Our Roots
Planted Firmly in Southwest Washington Communities
sustainable local farmining
Farmers Feeding People
The hub started with a board of local producers formed in 2019. Farmer members of the Southwest Washington Growers Cooperative lead the Southwest Washington Food Hub as board and committee members, technical advisors, and even in the warehouse. The hub is a product of Southwest Washington farmers wanting to help build resilient regional food systems and offer an alternative to traditional food distribution services.
Who we are
Our Mission
We believe through partnership and collaboration, we can create new markets, achieve sustainability, and overcome barriers. By providing access to multiple producers, we can build a more consistent and broader range of products for local consumers, further driving market interest, and creating a sustainable local food system.
Our Vision
Sustainability
swwa growers cooperative
Supporting the community that supports us
The Southwest Washington Food Hub
For decades, Southwest Washington farms were anchored by regional crop contracts that kept thousands of acres productive and connected to a processing market. When those contracts disappeared in 2016, farmers across Southwestern Washington faced a real question about what came next. The answer they built was the Southwest Washington Growers Cooperative, and the Food Hub became its consumer-facing expression: a farmer-guided operation that aggregates produce, meat, and dairy from across the producer network and moves it directly into the communities where those farms operate.

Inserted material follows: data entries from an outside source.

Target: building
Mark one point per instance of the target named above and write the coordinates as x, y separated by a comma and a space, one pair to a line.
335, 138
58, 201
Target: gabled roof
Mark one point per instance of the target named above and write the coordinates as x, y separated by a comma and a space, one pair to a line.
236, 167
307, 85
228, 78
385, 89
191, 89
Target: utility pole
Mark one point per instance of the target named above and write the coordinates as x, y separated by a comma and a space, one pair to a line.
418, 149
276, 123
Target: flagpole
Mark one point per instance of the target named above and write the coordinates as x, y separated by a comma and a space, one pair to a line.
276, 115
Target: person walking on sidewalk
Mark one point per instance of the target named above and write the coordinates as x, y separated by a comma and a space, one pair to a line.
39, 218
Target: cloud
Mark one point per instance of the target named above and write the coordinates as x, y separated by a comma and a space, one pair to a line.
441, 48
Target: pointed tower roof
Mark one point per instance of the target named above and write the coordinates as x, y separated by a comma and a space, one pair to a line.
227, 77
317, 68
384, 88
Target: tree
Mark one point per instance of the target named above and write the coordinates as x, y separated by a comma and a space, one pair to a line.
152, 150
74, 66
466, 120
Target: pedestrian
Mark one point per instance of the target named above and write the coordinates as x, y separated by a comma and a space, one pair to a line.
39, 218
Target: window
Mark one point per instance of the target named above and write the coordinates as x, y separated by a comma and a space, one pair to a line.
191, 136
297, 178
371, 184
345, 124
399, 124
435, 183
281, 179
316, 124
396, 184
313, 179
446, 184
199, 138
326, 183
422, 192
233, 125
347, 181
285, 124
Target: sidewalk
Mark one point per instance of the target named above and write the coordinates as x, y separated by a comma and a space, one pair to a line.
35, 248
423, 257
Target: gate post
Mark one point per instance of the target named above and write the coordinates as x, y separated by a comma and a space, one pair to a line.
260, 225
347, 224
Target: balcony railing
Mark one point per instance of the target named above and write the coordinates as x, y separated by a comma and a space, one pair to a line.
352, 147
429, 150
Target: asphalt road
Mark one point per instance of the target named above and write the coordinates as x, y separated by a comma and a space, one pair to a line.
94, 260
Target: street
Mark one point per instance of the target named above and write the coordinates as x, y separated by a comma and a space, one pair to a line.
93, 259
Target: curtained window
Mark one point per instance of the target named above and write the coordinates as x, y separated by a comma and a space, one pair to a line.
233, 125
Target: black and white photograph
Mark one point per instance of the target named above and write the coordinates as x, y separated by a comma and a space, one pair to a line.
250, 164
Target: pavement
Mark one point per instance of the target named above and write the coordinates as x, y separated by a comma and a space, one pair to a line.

Rather than depending on a single buyer or a distant processing chain, the Food Hub distributes that risk across a cooperative structure and a local customer base. It runs on a model that’s practical by design — one coordinated system, multiple farms, and a shared commitment to making local food genuinely accessible rather than aspirational.
Southwest Washington Grain Project
The Grain Project grew out of the same movement that started the cooperative: Southwest Washington farmers losing thousands of acres of crop contracts, and asking what came next. Co-op members began growing malting barley in 2019, building a program that would eventually span thousands of acres across spring and winter plantings. That work laid the groundwork for a larger infrastructure investment — a grain-handling and rail transload facility at the Port of Chehalis, made possible through state, county, and federal funding. The facility reached completion in early 2026, giving the region a critical link between locally grown grain and wider commodity markets. The cooperative is currently working to secure an operating agreement and establish the grain contracts and logistics that will define the next chapter of this effort.